I had planned to write about something completely different, but it feels wrong to not write about the one thing I cannot get off my mind. You see, about the time I started to write this blog, I lost a baby.
I had a miscarriage.
I never saw it coming, but I guess no one ever does. It was the second ultrasound. I had already seen my baby once. I saw the little heartbeat flickering on the screen and felt the assurance that I was going to have a baby in September. My husband and I experienced the joy of knowing we had another child on the way. Our family was excited, and our twin girls were over the moon about becoming big sisters, but our joy quickly turned to sorrow when there was no heartbeat at that second ultrasound.
The little life I had carried inside of me was gone.
I believe that everything happens for a reason, but I’ll admit that I am having a hard time finding any reason in this. Maybe I haven’t found it because the loss is still too recent or maybe I’ll never find out what the reason was. I don’t know, but what I do know is that this experience has changed me and reaffirmed what is important in life.
I have always been a mom of schedules and rules – type A through and through. I put a lot of emphasis on doing things the “right way.” I was so afraid of messing up or raising children who didn’t know how to behave. I love my girls and love for them to have fun, but anything too unstructured or off-plan gave me so much anxiety. I tried to be laid-back and roll with the punches, but it was tough for me.
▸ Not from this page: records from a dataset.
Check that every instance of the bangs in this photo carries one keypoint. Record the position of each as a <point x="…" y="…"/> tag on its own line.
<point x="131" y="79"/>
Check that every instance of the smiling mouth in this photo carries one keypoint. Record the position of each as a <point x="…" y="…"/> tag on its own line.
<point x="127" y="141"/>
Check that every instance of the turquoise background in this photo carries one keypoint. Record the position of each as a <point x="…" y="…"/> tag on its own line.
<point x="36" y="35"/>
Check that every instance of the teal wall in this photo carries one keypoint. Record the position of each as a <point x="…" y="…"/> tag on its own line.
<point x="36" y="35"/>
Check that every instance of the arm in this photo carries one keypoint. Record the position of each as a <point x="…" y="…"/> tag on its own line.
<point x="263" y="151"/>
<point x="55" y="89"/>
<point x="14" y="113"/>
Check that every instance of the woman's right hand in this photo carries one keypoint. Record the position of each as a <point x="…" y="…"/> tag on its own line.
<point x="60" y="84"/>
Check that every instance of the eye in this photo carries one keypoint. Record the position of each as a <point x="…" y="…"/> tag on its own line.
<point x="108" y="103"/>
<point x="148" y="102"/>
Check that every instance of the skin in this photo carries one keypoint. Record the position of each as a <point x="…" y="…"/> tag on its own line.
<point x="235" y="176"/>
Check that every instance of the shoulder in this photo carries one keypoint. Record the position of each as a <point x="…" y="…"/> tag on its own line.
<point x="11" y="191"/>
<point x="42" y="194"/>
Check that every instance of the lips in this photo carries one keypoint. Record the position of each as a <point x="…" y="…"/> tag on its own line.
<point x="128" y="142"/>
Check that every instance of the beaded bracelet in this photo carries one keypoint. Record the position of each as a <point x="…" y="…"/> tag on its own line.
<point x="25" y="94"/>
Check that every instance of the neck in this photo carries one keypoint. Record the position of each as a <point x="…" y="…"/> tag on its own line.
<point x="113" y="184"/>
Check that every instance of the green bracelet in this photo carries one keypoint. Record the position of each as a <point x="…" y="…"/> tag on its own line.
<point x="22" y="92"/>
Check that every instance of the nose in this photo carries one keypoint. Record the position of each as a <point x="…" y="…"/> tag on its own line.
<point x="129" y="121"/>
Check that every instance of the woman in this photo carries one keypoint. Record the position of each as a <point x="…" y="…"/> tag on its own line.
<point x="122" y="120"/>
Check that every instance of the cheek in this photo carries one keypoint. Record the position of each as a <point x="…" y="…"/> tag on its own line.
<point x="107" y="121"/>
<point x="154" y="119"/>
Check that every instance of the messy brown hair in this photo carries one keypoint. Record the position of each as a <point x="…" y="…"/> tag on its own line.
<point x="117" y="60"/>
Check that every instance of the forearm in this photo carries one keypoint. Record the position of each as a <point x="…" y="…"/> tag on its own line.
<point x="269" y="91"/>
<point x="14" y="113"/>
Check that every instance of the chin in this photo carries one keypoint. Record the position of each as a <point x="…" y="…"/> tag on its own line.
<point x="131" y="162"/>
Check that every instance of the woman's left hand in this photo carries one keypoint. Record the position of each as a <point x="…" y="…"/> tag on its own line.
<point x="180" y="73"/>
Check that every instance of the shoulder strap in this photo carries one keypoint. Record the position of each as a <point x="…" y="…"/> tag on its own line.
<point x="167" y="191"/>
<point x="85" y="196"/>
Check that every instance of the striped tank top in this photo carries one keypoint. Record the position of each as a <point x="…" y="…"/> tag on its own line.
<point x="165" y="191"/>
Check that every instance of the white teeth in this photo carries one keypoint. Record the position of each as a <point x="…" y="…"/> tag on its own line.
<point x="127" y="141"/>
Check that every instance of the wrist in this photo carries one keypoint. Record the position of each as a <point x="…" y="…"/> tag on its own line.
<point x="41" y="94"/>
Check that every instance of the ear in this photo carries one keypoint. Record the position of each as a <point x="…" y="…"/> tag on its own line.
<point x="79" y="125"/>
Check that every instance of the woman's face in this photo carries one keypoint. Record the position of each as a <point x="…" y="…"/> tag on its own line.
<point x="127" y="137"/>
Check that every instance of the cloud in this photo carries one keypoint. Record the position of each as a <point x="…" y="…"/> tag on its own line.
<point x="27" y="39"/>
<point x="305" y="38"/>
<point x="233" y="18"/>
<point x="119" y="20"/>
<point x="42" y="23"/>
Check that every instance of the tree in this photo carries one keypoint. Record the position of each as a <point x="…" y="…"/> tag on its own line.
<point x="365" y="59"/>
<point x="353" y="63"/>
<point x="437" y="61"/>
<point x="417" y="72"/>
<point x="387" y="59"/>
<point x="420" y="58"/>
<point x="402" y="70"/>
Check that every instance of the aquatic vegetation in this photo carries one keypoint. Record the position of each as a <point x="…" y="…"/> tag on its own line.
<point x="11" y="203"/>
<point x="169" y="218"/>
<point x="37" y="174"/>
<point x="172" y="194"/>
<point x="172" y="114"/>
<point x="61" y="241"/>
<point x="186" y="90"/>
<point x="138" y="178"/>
When this happened, all those things I stressed over stopped feeling important.
Pushing back nap time because it’s a beautiful day or being late because the girls want to stop and watch a worm crawl across the pavement is no big deal. I let the laundry pile up because my girls want me to play Play-doh with them, and the dishes wait now until they go to bed. I read all the books they ask for (even the super long ones). The hard days with them don’t seem as hard now. Temper tantrums and nap refusals don’t ruin my whole day. I see bad moments for what they are — just a few minutes out of a whole day.
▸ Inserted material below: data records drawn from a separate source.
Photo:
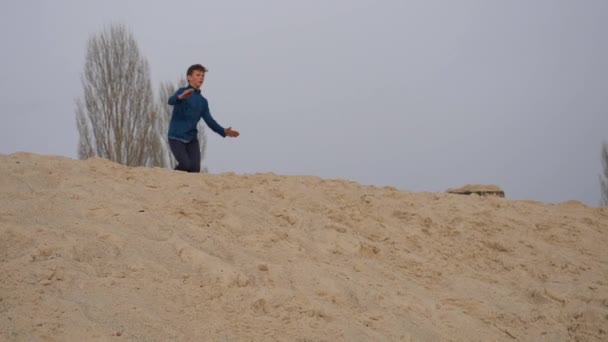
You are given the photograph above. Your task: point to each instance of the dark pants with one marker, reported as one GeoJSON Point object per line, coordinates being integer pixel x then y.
{"type": "Point", "coordinates": [188, 155]}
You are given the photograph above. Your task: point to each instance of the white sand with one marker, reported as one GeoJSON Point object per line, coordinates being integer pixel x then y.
{"type": "Point", "coordinates": [90, 250]}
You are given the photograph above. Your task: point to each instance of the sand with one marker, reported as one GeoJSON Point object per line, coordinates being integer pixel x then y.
{"type": "Point", "coordinates": [92, 250]}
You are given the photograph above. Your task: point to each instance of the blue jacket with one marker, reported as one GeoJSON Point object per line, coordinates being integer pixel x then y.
{"type": "Point", "coordinates": [187, 113]}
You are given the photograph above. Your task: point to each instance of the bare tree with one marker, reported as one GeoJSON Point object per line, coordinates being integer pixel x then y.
{"type": "Point", "coordinates": [115, 118]}
{"type": "Point", "coordinates": [165, 111]}
{"type": "Point", "coordinates": [604, 175]}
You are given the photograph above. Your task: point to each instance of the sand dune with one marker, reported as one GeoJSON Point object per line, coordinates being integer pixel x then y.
{"type": "Point", "coordinates": [95, 251]}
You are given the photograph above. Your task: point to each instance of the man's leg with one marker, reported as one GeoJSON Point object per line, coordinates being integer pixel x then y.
{"type": "Point", "coordinates": [180, 152]}
{"type": "Point", "coordinates": [194, 152]}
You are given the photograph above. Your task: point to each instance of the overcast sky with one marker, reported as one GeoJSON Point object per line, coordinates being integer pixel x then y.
{"type": "Point", "coordinates": [421, 95]}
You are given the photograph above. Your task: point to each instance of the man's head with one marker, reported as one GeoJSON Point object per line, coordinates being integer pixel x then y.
{"type": "Point", "coordinates": [196, 75]}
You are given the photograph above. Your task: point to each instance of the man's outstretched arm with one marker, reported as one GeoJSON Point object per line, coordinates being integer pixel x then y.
{"type": "Point", "coordinates": [179, 95]}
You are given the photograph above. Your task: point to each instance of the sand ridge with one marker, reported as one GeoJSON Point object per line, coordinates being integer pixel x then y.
{"type": "Point", "coordinates": [92, 250]}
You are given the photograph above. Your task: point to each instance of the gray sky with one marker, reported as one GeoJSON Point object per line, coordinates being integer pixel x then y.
{"type": "Point", "coordinates": [421, 95]}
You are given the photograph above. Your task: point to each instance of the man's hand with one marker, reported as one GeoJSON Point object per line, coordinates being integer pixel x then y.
{"type": "Point", "coordinates": [231, 133]}
{"type": "Point", "coordinates": [185, 94]}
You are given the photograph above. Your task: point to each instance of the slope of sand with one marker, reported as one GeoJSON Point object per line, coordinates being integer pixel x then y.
{"type": "Point", "coordinates": [91, 250]}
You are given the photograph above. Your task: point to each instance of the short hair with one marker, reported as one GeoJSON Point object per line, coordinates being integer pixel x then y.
{"type": "Point", "coordinates": [196, 67]}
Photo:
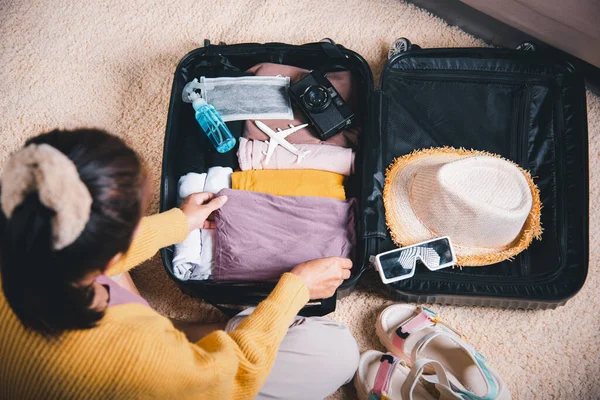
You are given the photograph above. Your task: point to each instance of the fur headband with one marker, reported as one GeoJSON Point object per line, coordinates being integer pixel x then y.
{"type": "Point", "coordinates": [46, 170]}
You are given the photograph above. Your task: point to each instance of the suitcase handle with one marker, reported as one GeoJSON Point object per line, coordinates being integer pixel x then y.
{"type": "Point", "coordinates": [317, 310]}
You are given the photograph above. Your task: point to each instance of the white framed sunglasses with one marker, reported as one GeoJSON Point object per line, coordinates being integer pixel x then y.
{"type": "Point", "coordinates": [399, 264]}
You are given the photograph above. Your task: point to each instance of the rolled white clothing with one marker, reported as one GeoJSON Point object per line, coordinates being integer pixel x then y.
{"type": "Point", "coordinates": [187, 256]}
{"type": "Point", "coordinates": [189, 184]}
{"type": "Point", "coordinates": [187, 253]}
{"type": "Point", "coordinates": [218, 178]}
{"type": "Point", "coordinates": [252, 155]}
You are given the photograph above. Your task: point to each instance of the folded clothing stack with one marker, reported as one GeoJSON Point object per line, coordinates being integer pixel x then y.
{"type": "Point", "coordinates": [260, 236]}
{"type": "Point", "coordinates": [252, 155]}
{"type": "Point", "coordinates": [341, 80]}
{"type": "Point", "coordinates": [301, 182]}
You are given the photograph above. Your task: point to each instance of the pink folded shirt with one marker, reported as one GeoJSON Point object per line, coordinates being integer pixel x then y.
{"type": "Point", "coordinates": [259, 236]}
{"type": "Point", "coordinates": [252, 155]}
{"type": "Point", "coordinates": [342, 81]}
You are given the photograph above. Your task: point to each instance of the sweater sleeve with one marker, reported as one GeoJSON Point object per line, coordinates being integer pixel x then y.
{"type": "Point", "coordinates": [153, 233]}
{"type": "Point", "coordinates": [258, 337]}
{"type": "Point", "coordinates": [222, 365]}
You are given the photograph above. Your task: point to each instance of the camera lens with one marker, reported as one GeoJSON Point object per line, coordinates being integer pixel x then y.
{"type": "Point", "coordinates": [316, 98]}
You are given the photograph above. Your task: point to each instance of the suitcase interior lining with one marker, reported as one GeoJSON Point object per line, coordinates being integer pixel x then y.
{"type": "Point", "coordinates": [514, 119]}
{"type": "Point", "coordinates": [187, 138]}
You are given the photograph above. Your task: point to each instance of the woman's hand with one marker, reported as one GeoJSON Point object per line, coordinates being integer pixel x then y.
{"type": "Point", "coordinates": [323, 276]}
{"type": "Point", "coordinates": [199, 206]}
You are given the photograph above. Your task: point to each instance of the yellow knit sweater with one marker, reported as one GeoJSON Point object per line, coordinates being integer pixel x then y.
{"type": "Point", "coordinates": [135, 353]}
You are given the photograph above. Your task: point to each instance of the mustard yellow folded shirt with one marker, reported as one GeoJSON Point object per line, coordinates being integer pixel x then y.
{"type": "Point", "coordinates": [135, 353]}
{"type": "Point", "coordinates": [296, 182]}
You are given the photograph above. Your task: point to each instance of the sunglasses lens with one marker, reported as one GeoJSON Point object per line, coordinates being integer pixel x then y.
{"type": "Point", "coordinates": [401, 263]}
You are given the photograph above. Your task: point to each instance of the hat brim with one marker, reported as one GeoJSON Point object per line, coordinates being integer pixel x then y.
{"type": "Point", "coordinates": [406, 228]}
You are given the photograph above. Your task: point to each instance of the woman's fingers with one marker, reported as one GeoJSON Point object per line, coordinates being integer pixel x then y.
{"type": "Point", "coordinates": [209, 225]}
{"type": "Point", "coordinates": [216, 203]}
{"type": "Point", "coordinates": [202, 197]}
{"type": "Point", "coordinates": [346, 274]}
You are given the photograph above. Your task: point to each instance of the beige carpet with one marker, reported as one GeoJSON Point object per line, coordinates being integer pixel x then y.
{"type": "Point", "coordinates": [110, 65]}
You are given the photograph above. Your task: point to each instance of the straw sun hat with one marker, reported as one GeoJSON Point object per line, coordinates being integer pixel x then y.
{"type": "Point", "coordinates": [488, 206]}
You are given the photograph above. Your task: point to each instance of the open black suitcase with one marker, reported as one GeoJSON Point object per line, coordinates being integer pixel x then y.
{"type": "Point", "coordinates": [526, 106]}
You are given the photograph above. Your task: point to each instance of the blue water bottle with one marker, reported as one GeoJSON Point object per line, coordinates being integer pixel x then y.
{"type": "Point", "coordinates": [214, 127]}
{"type": "Point", "coordinates": [209, 119]}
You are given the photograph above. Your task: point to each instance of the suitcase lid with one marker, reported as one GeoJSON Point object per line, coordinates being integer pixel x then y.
{"type": "Point", "coordinates": [526, 106]}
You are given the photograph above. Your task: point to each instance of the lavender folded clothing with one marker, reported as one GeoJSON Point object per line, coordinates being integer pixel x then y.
{"type": "Point", "coordinates": [252, 155]}
{"type": "Point", "coordinates": [259, 236]}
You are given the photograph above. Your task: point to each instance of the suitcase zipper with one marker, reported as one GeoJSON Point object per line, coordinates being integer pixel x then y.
{"type": "Point", "coordinates": [522, 153]}
{"type": "Point", "coordinates": [466, 75]}
{"type": "Point", "coordinates": [560, 164]}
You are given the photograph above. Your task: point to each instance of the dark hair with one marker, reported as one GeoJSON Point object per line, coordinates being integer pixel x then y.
{"type": "Point", "coordinates": [38, 282]}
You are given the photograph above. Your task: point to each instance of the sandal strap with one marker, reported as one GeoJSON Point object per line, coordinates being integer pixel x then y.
{"type": "Point", "coordinates": [383, 378]}
{"type": "Point", "coordinates": [413, 324]}
{"type": "Point", "coordinates": [417, 371]}
{"type": "Point", "coordinates": [477, 357]}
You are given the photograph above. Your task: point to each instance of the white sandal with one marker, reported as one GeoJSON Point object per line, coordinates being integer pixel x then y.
{"type": "Point", "coordinates": [382, 376]}
{"type": "Point", "coordinates": [413, 333]}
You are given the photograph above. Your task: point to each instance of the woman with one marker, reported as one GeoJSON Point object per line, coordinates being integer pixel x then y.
{"type": "Point", "coordinates": [72, 207]}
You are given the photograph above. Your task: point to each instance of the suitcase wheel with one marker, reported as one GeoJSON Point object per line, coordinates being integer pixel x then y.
{"type": "Point", "coordinates": [401, 45]}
I spend my time being more present than I have ever been and loving my girls as much as I can. The very fact that I have two little girls feels like even more of a blessing. Their very existence is even more of a miracle. It’s easy to put away my phone and things that used to distract me. I cherish all the giggles and snuggles. Being their mother is a privilege and time spent with them is precious.
I have a heart full of gratitude for my village. I now know just how many people I have in my corner and how many people love me. I have family and friends who have shown up and lifted me up when I wasn’t even sure what I needed. Women I barely know have reached out and shared their stories of loss with me and have made me feel less alone. I used to think that leaning on others was a sign of weakness, but now I know better. Moms need each other to get through the terrible and tough parts of life.
I am nowhere near being done processing this loss and the grief is still severe. So, I am not here to tell anyone how to get through something like this, because I am still not sure. I don’t know the right way to cope or if I will be able to look back on this one day without it hurting. It’s hard searching for answers I know I may never find.